My goal is 300 whp, yes 300 whp. Yes I realize that's a high goal, and yes I realize I may blow the engine in the process.
I'm prepared to do that and build the engine if need be. I think if I can control/avoid any detonation, 300 whp is attainable on the stock block. Of course it's just as likely I'll throw a rod.

Oh and of course a big shout out to Mike and Wes, without which we'd have no serious support for the GA16DE.


----------



## 94sentragtr (Jan 5, 2004)

Looks to me you have a pretty nice setup. Can you give the guys like me a quick rundown on the type of setup you are running right now. Thanks! :thumbup:


----------



## aminidab (Apr 30, 2002)

94sentragtr said:


> Looks to me you have a pretty nice setup. Can you give the guys like me a quick rundown on the type of setup you are running right now. Thanks! :thumbup:


Sure it's a HS turbo kit. Currently running 370cc injectors, S14 MAF, GT28RS turbo. Stock fuel rail, Aeromotive FPR ( at stock fuel pressure), Walbro 255lph fuel pump, 3" cat and 3" catback, Fidanza flywheel, JWT dual sprung PP and half organic/half metallic disc, UR underdrive pulley, 215/50R15 tires. Other than that, stock


----------



## dundee (May 11, 2002)

Finally a good thread in this section. Great to see someone pushing the limit and not another "I want to turbo my car for $0, and use junkyard turbo XYZ."

Keep us updated aminidab. I should be installing my kit around the same time. Hopefully things will get a little more interesting around here!


----------



## wildmanee (Nov 21, 2004)

Great stuff, good luck with the boost plans! While not as publicized as Mike and Wes, TBH I think there are plenty of GA16DE wanting to go turbo that look up to you as an example. Good luck with the 300whp goal!


----------



## 94sentragtr (Jan 5, 2004)

Thats a great setup. I look foward to see what the outcome is. The GA has to have 300whp potential. Best of luck to you!


----------



## wes (Apr 30, 2002)

As always, looks good man! Can't wait to see what kind of results you get!


----------



## NotAnotherHonda (Aug 7, 2003)

good luck man


----------



## aminidab (Apr 30, 2002)

Thanks guys, I plan to take a ton of pics and to dyno after the upgrade at around 16 PSI.


----------



## wes (Apr 30, 2002)

You will NEVER make 300WHP on a GA16DE, it CAN'T be done! 






This message brought to you by the guys that said both 200 and 250 whp were not possible :thumbup:


----------



## Chuck (Nov 19, 2003)

wes said:


> You will NEVER make 300WHP on a GA16DE, it CAN'T be done!
> 
> 
> 
> ...



You can make 300... but you will NEVER, and i mean NEEEVVERRRR make 1000hp..

wned

.. id like to see the limits on my KA really... i plan on blowing it up, to replace it with a lower mileage one.

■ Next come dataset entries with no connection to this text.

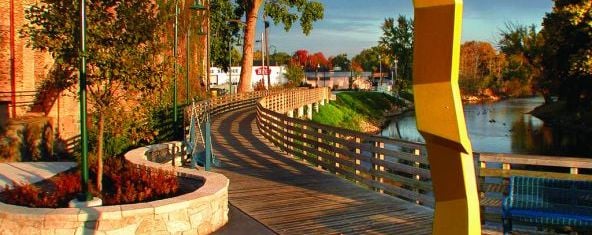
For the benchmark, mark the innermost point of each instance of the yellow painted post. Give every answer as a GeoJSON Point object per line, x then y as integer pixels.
{"type": "Point", "coordinates": [440, 116]}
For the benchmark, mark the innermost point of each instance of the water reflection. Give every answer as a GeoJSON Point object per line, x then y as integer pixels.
{"type": "Point", "coordinates": [504, 127]}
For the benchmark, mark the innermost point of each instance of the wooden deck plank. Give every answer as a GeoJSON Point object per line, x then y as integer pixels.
{"type": "Point", "coordinates": [291, 197]}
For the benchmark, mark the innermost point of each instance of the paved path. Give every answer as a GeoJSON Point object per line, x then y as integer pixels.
{"type": "Point", "coordinates": [30, 172]}
{"type": "Point", "coordinates": [290, 197]}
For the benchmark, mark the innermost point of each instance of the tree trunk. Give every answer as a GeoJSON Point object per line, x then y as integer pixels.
{"type": "Point", "coordinates": [100, 151]}
{"type": "Point", "coordinates": [244, 84]}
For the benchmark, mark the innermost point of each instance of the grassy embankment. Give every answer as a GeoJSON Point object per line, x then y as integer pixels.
{"type": "Point", "coordinates": [359, 111]}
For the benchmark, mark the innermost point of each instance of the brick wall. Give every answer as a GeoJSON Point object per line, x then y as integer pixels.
{"type": "Point", "coordinates": [31, 69]}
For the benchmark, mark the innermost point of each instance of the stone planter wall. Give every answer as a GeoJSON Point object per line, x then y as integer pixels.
{"type": "Point", "coordinates": [200, 212]}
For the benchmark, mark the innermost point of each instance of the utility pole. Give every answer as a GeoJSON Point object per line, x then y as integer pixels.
{"type": "Point", "coordinates": [12, 61]}
{"type": "Point", "coordinates": [85, 195]}
{"type": "Point", "coordinates": [267, 48]}
{"type": "Point", "coordinates": [263, 69]}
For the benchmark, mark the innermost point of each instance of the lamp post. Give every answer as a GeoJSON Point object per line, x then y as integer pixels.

i guess ill hook a 1/2" line into the intake, and run a Direct shot of nitrous in it... set the SAFC to 100% duty cycle (550cc injectors), remove the wastegate off the turbo, and let stuff die.. haha

ill make a vid

I might even do it on a dyno, to see what kind of power can be attained


----------



## aminidab (Apr 30, 2002)

wes said:


> You will NEVER make 300WHP on a GA16DE, it CAN'T be done!


LOL, well I knew someone would say it 



Chuck said:


> You can make 300... but you will NEVER, and i mean NEEEVVERRRR make 1000hp..
> 
> wned
> 
> ...



Haha, well I don't WANT to blow my engine, but I'm willing to in order to hit my goal. As long as it doesn't blow from something stupid mistake like having the timing set too high, boost spike, running out of fuel, or whatever then I won't mind too much.


----------



## Chuck (Nov 19, 2003)

well yea, but my engine has over 212,000 miles on it.. I just want to put it out of its misery... in the most painful way


----------



## aminidab (Apr 30, 2002)

I finished the first part of my upgrade today, relocating the battery to the trunk. I used Ninety-Nine SE-L's writeup as a guide, http://www.nissanforums.com/showthread.php?t=57663 but I did a few things differently, mainly putting the battery on the passenger side.

Here are some pics, check out what I used for my battery box:
Battery closeup
Battery box
Battery box again
Engine bay
Driver's side engine bay
Grounds
Battery relocation parts
Parts for the upgrade

I didn't really spend much time mouting the fuse box since I figure I'll have to move it around again soon. Right now it's just zipped tied to the motor mount.

I also ordered my new chip from JWT this week. Since it's my daily driver I couldn't ship them the ECU ... so you can have them ship you a chip, then you swap in the new chip and send the old one back. And get this, I know a lot of people complain about long waits with JWT, but I ordered on Tuesday and the chip shipped out on Friday.

So if all goes well I'll be fabbing up a new pre-turbo intake pipe next weekend, then get it welded and do the upgrade in 2 weeks.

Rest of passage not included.